Camille Migeon-Lambert, Sarah Conil, Lucie Dumas, Andréa Leri, et Pauline Boschiero pour le Comité de rédaction de Litter@ Incognita.

Notes

[1]Alain Viala, « Qu’est-ce qu’un classique ? », Bulletin des bibliothèques de France (BBF), 1992, n° 1, p. 6-15. En ligne : https://bbf.enssib.fr/consulter/bbf-1992-01-0006-001 ISSN 1292-8399.

[2] Le terme « féminin » est compris ici comme une construction sociale, et non dans un sens ontologique.
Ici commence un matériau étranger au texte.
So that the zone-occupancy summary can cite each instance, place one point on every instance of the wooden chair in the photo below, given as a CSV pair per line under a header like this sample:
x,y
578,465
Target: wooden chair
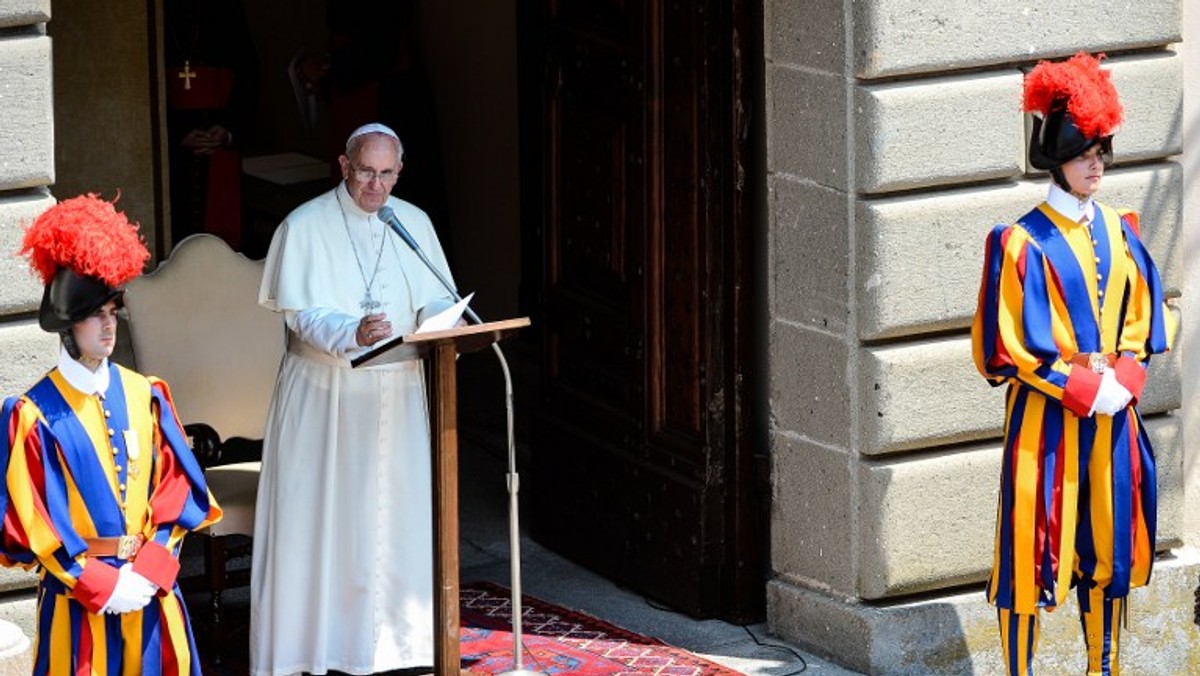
x,y
196,323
[3] Nous faisons le choix d’utiliser un concept défini issu du domaine de la stylistique, en l’appliquant aux domaines des Arts du spectacle. En effet, Anne-Claire Gignoux fait la distinction entre la réécriture, définie comme « la somme de préparations, de corrections et de ratures, de variantes successives d’un même texte que l’auteur écrit – et que, la plupart du temps, il ne montre pas au lecteur » – de la récriture qui, selon Georges Molinié, s’établit sur une « corrélation suivie entre deux éléments » : le premier est un « discours littéraire stable » ; le deuxième est « l’écriture d’un nouveau texte, ou la mise en exercice d’un nouveau style », qui fait intervenir des variantes. De plus, la récriture n’est pas une « simple allusion ou réminiscence » d’un autre texte, mais nécessite au contraire « tout un ensemble de marques matérielles, tangibles et probantes » qui « doivent former un ensemble s’étendant tout au long d’un texte ». À ce sujet, voir Anne-Claire Gignoux dans « De l’intertextualité à la récriture », Cahiers de Narratologie [En ligne], 13 | 2006, mis en ligne le 25 septembre 2016, http://journals.openedition.org/narratologie/329

[4]Geneviève Fraisse, La Suite de l’Histoire – Actrices, créatrices, Paris, La Couleur des idées, 2019.

[5]Teresa De Lauretis, Théorie queer et Cultures populaires. De Foucault à Cronenberg, Paris, La dispute, 2007, p. 132. « J’entends […] par fantasmes publics les récits culturels dominants et les scénarios de l’imagination populaire qui s’expriment dans les mythes, ⟦…⟧ et d’autres formes de récits visuels, écrits et oraux qui racontent l’histoire d’un peuple, d’une nation ou de tout un chacun et qui en reconstruisent les origines, les luttes et les accomplissements. »

[6] Muriel Plana, « Introduction », dans Esthétique(s) queer dans la littérature et les arts. Sexualités et politiques du trouble, Dijon, Éditions Universitaires de Dijon, 2015.